Tabii çok umutluyuz çünkü bir B planı yok. Yani bütün bunlar yanlışsa doğrusu olan şudur diyen yok. PKK'nin silah bırakması ve Demokratik siyasetin ön plana çıkmasını ilişkin bir uygun zemin var. Silahı bırak derken siyaseti bırak denmiyor. Yani meşru bir zeminde bu süreç yine devam edecek. Bir de Türk-Kürt kardeşliği çok önemli, ama bunun için Kürtlerin de kendi arasındaki kardeşliğin pekişmesi gerekiyor.
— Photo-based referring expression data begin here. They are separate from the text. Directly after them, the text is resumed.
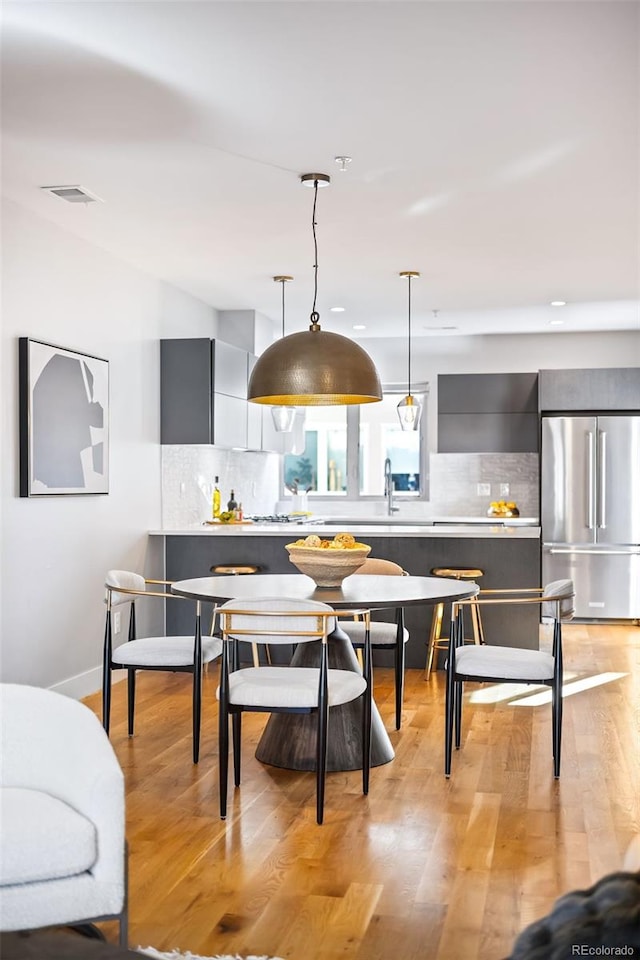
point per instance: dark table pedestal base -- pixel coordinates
(289, 739)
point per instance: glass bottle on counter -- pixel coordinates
(215, 500)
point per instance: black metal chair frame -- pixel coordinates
(455, 680)
(398, 660)
(108, 664)
(230, 663)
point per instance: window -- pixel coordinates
(322, 466)
(346, 447)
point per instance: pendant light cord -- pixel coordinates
(283, 283)
(409, 342)
(315, 316)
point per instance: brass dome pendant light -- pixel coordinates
(283, 417)
(314, 368)
(409, 409)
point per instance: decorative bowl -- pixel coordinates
(327, 567)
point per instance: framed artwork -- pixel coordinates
(64, 421)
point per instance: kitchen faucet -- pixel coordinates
(388, 487)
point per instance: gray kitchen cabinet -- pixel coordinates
(186, 391)
(488, 413)
(255, 415)
(203, 390)
(605, 388)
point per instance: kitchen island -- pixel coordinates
(509, 555)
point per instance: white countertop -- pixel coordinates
(294, 531)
Irak Bölgesel Kürt Yönetiminin ortaya çıkardığı model aslında son derece önemli bir model. Bu modellerin geliştirilmesi çerçevesinde Suriye Kürdistanı'nda da, Suriye'deki öznelerin Suriye merkezi yönetiminin bir parçası olmasıyla sınır güvenliğinin sınır güvenliğinin sağlanması büyük ölçüde süreci hızlandıracaktır diye düşünüyoruz.
-PKK'nın silah bırakması sürecin temel şartlarından biri. Silah bıraktıktan sonra ne yapılacağına dair bir plan var mı? Silahların bırakılması Kürtlerin haklarının güvence altına alınmasına, anayasanın değiştirilmesine yol açar mı?"
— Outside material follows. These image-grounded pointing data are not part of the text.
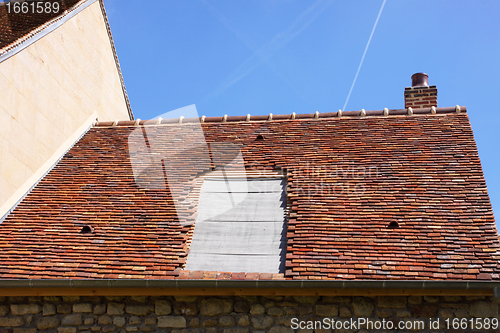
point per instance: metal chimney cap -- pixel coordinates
(420, 80)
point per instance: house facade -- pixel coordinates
(341, 221)
(384, 216)
(58, 74)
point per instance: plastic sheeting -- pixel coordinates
(240, 226)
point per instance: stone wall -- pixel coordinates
(223, 314)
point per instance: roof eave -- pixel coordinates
(247, 287)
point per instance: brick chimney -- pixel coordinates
(420, 95)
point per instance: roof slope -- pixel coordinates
(348, 179)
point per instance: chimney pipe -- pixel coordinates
(420, 80)
(420, 94)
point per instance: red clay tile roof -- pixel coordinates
(349, 178)
(14, 26)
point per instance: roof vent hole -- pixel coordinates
(393, 225)
(86, 229)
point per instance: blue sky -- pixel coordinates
(284, 56)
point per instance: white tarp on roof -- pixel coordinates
(240, 226)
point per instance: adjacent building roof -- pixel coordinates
(375, 195)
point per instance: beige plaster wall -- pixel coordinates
(49, 89)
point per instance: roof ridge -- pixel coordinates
(248, 118)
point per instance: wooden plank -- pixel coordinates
(239, 291)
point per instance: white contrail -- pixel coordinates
(364, 53)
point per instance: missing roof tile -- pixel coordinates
(393, 225)
(87, 229)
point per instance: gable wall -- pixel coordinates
(52, 87)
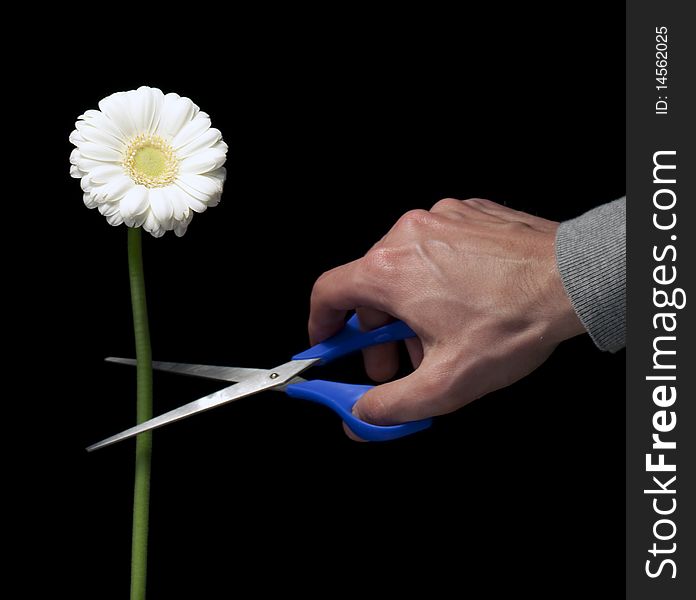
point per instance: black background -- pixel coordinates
(334, 132)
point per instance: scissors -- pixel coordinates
(340, 397)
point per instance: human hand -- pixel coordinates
(476, 281)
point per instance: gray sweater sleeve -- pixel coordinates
(591, 257)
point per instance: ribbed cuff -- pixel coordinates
(591, 257)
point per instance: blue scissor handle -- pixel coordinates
(351, 338)
(340, 397)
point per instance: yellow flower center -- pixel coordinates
(150, 161)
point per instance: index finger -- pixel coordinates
(336, 292)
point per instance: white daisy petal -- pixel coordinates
(191, 131)
(142, 106)
(87, 164)
(114, 190)
(134, 203)
(158, 100)
(219, 174)
(206, 140)
(99, 152)
(176, 112)
(191, 199)
(109, 209)
(99, 136)
(161, 206)
(115, 219)
(206, 186)
(116, 108)
(152, 225)
(104, 172)
(99, 120)
(202, 162)
(89, 200)
(76, 138)
(148, 160)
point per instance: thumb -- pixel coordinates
(413, 397)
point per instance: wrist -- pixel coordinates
(562, 319)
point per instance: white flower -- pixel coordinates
(148, 159)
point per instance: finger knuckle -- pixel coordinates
(414, 219)
(447, 204)
(375, 411)
(380, 261)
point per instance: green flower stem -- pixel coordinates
(143, 448)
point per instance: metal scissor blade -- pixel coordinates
(252, 385)
(231, 374)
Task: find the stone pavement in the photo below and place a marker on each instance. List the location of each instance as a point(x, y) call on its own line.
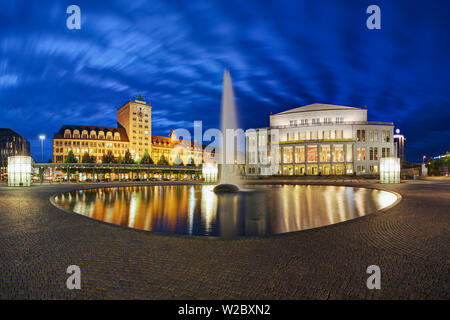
point(409, 242)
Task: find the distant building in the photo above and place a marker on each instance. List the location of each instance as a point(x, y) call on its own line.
point(400, 145)
point(133, 133)
point(319, 139)
point(12, 144)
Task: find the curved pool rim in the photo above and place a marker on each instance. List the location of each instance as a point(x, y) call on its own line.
point(343, 184)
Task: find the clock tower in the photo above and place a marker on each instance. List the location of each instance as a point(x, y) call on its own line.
point(136, 118)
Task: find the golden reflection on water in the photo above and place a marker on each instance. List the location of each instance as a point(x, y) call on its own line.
point(197, 210)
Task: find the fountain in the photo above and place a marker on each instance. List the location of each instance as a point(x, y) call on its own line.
point(228, 180)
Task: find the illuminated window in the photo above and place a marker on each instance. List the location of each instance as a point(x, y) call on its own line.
point(325, 153)
point(360, 135)
point(300, 154)
point(338, 153)
point(360, 154)
point(287, 155)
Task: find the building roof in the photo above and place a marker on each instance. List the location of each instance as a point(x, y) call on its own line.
point(121, 131)
point(318, 107)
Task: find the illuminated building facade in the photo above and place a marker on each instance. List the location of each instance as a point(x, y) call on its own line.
point(11, 144)
point(319, 139)
point(133, 134)
point(400, 144)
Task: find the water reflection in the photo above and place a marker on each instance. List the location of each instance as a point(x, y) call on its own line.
point(197, 210)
Tabii bunlar aslında eşanlı olabilir. Tek başına PKK'nin silah bırakması ve kendini lav etmesi değil, başka bir şeye dönüşmesi. Mesela Suriye'de PYD ve YPG'nin Suriye'nin geleceğinin belirlenmesinde, Suriye merkezi yönetimli bir parçası olması, Suriye Kürtlerinin anayasal haklarına sahip olması, eşanlı olarak da Türkiye'deki anayasal süreçte yurttaş merkezli bir anayasal dönüşüm, eşanlı olarak, senkronize edilerek birlikte gelişebilir. Tahmin ediyorum Ocak ve Şubat aylarında ağırlıklı olarak gündem bunlar olacak.
-Devlet Bahçeli'nin 'Bireysel olarak Kürtlerin haklarını sağlamaya hazırız ama kamu hakkı olarak böyle bir şey kabul edilmez ve anayasanın ilk 4 maddesinde değişiklik yapılamaz' şeklindeki sözleri hakkında ne düşünüyorsunuz?
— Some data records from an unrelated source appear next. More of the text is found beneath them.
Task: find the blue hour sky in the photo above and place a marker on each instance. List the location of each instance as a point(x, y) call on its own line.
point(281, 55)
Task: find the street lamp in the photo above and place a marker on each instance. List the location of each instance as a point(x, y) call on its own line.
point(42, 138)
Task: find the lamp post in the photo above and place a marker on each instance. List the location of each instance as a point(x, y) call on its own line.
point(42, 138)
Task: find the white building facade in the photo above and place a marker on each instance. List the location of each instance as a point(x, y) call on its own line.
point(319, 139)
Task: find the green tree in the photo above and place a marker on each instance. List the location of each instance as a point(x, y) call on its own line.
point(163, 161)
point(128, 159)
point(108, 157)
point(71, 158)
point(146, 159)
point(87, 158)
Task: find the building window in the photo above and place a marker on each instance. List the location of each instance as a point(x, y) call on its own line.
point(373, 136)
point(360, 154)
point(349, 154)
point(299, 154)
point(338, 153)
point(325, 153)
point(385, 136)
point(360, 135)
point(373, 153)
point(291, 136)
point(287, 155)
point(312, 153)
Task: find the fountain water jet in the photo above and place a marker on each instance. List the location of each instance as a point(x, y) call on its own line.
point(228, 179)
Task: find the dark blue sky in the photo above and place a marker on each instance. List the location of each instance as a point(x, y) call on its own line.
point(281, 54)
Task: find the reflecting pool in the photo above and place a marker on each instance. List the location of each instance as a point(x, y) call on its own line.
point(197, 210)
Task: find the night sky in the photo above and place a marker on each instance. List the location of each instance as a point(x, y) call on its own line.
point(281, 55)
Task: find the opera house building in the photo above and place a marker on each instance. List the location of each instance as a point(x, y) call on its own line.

Yani bu büyük ölçüde anayasal eşitlik ve anayasal yurttaşlık sağlanması demek, Türkiye'de demokrasi açığının ortadan kaldırılması anlamına geliyor. Bu da başlı başına önemli bir mücadele. Yani diyelim ana dilde eğitim hakkı bireysel bir hak mıdır? kolektif bir hak mıdır? Bunlar iç içe geçen konular ama 12 Eylül rejiminden bizi çıkaracak bir anayasal dönüşüm DEM’in de katıldığı, bütün partileri, ana muhalefet partisinin CHP'nin de katıldığı, bir süreç Türkiye'de siyaset ve Demokrasi alanını genişletecektir. O yüzden DEM bu süreci destekliyor. O yüzden Abdullah Öcalan bu süreci destekliyor. Ve yine o yüzden iktidar kanı da bu sürecin bir parçası.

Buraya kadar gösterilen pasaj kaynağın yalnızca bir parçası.